Mellt shift between styles as easily and dextrously as vocalists Glyn Rhys-James and Ellis Walker switch between Welsh and English, strong melodies binding everything together. Drummer Jacob Hodges holds his sticks halfway down, as though he’s been rudely interrupted midway through his chow mein and forced to improvise. The main takeaway from their set? That we can expect to hear a lot more of them in the next few months and years.

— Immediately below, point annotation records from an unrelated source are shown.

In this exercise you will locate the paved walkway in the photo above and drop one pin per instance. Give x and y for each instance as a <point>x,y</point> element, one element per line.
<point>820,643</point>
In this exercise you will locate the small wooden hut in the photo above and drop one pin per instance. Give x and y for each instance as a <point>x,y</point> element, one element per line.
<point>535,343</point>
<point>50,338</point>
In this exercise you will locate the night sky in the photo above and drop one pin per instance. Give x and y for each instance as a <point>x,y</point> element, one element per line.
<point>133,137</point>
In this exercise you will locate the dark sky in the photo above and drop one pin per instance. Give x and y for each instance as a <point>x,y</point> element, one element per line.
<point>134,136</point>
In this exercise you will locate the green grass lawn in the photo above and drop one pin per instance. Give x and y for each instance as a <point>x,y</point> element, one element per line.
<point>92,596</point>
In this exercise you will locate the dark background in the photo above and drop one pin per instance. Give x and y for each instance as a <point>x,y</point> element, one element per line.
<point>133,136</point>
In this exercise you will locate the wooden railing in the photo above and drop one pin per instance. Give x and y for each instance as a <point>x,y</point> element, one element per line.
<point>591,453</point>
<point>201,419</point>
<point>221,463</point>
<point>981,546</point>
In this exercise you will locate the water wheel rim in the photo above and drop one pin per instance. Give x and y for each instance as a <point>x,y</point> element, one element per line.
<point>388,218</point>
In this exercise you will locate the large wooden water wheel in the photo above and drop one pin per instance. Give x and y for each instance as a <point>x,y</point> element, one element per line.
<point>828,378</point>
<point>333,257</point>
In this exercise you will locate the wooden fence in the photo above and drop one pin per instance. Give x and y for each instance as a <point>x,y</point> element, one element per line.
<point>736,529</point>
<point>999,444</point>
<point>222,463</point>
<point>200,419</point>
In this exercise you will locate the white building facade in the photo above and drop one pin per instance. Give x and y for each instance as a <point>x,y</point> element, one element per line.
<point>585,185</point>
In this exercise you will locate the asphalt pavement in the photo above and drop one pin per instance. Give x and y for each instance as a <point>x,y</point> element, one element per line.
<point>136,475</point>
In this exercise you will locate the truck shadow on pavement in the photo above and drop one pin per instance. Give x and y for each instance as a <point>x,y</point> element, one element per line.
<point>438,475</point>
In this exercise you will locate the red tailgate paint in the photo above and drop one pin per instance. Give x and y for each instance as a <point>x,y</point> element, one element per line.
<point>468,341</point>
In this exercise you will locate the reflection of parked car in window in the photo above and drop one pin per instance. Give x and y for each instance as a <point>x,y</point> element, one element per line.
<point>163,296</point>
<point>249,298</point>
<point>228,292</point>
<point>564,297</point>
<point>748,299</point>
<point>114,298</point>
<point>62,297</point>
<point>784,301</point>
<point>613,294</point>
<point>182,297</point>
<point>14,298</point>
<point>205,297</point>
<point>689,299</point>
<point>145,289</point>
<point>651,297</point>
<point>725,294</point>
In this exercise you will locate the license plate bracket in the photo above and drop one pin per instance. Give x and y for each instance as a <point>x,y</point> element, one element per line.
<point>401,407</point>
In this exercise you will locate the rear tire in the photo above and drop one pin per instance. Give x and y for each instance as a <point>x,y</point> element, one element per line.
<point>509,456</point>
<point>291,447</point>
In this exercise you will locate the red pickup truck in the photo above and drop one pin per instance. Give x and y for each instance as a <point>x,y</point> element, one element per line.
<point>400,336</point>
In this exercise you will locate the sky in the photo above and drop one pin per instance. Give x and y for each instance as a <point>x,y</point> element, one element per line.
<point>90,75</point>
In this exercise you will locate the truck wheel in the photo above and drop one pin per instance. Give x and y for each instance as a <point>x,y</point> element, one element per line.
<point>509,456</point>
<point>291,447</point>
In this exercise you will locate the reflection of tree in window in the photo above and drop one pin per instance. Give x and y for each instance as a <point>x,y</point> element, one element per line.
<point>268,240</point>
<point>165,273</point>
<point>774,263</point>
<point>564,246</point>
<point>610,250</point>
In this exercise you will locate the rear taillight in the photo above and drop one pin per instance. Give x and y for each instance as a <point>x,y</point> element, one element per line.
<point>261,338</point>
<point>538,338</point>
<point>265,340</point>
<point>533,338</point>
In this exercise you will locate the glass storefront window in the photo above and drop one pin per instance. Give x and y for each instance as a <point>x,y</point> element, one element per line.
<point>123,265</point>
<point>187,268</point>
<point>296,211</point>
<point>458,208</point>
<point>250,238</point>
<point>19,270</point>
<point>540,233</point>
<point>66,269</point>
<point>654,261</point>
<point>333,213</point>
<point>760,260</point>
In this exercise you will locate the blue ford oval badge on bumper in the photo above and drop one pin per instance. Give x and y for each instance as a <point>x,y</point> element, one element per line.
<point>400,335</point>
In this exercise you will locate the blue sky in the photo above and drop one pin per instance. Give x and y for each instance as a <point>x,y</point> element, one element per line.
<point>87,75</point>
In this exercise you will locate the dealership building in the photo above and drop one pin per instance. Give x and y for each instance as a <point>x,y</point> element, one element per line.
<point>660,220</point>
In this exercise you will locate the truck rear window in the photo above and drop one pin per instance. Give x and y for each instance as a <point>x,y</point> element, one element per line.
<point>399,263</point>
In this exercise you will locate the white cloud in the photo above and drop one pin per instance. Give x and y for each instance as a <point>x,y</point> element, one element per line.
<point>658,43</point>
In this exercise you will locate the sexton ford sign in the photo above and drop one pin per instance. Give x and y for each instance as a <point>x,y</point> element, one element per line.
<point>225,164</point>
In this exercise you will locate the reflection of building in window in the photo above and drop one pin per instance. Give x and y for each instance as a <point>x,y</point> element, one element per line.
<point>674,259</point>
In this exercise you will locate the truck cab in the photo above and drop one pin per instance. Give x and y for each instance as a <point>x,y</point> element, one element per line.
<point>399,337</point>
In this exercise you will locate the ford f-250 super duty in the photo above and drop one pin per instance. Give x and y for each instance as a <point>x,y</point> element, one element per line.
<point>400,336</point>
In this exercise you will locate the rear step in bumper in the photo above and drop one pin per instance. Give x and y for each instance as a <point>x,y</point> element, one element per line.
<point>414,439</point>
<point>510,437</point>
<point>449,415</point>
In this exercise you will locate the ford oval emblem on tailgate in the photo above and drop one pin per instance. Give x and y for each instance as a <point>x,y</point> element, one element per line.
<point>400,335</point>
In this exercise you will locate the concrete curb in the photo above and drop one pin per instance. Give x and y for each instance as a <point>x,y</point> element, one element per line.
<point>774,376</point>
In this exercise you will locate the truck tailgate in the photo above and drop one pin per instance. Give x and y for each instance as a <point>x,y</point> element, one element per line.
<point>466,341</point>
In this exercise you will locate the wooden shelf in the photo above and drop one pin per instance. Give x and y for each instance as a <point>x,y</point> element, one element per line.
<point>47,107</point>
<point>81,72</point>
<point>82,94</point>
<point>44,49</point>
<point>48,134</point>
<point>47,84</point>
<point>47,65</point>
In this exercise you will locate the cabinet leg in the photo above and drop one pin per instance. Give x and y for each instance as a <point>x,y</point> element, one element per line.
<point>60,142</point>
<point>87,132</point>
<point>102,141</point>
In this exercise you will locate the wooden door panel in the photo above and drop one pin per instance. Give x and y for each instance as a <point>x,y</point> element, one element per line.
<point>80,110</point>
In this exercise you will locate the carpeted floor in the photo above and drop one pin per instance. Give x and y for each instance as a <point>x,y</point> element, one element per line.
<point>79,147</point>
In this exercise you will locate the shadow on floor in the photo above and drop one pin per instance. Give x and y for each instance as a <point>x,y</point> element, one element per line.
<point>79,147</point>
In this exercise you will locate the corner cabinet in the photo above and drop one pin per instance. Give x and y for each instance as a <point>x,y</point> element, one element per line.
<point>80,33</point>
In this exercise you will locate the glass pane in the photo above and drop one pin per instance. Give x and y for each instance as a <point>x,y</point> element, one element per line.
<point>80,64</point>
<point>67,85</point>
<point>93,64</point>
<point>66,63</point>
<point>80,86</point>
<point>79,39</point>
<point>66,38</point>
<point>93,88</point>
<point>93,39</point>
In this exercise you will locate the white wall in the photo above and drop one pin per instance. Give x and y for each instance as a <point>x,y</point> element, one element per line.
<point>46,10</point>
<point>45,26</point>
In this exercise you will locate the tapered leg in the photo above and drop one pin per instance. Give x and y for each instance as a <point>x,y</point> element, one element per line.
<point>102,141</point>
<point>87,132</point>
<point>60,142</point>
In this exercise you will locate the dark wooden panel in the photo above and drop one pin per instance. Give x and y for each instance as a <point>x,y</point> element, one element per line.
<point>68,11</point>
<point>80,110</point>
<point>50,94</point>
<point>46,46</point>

‘Estrons’ translates as ‘strangers’ or ‘misfits’, apparently, but in the company of each other and tonight’s full house, the headliners are neither. On the contrary, the intimate familiarity between members that comes with time spent together on the road has whetted the material from their first LP You Say I’m Too Much, I Say You’re Not Enough to a sharp point, while the boisterous and partisan crowd welcome them back from a nationwide tour as hometown heroes.
Musically, Estrons aren’t ripping anything up and starting again; indeed, truth be told, there’s something a little sanitised and safe about their hook-heavy take on punk. Nevertheless, they’re clearly as energised by the occasion as their audience and, in vocalist Tali Källström, possess a wild/trump card who functions as a strong focal point and who supplies the sort of pithy, smart lyrics that sound as good shouted out en masse as they look emblazoned across T-shirts – the chorus to debut single Make A Man being a case in point. Knocking over pints on stage and snapping the strap of her dress, she’s a force of nature, the element of unpredictability they need.
Footage of tonight’s show, she tells us, will be used for the video for Strangers – a track that, together with Cameras, creates a temporary lull. But the appearance of a second bassist helps to crank up the tempo, volume and atmosphere once more, and the night comes to a close with Källström launching herself out onto the heads of the crowd and guitarist Rhodri Daniel perched on the speaker stack, master of all he surveys – loyal subjects and new converts alike.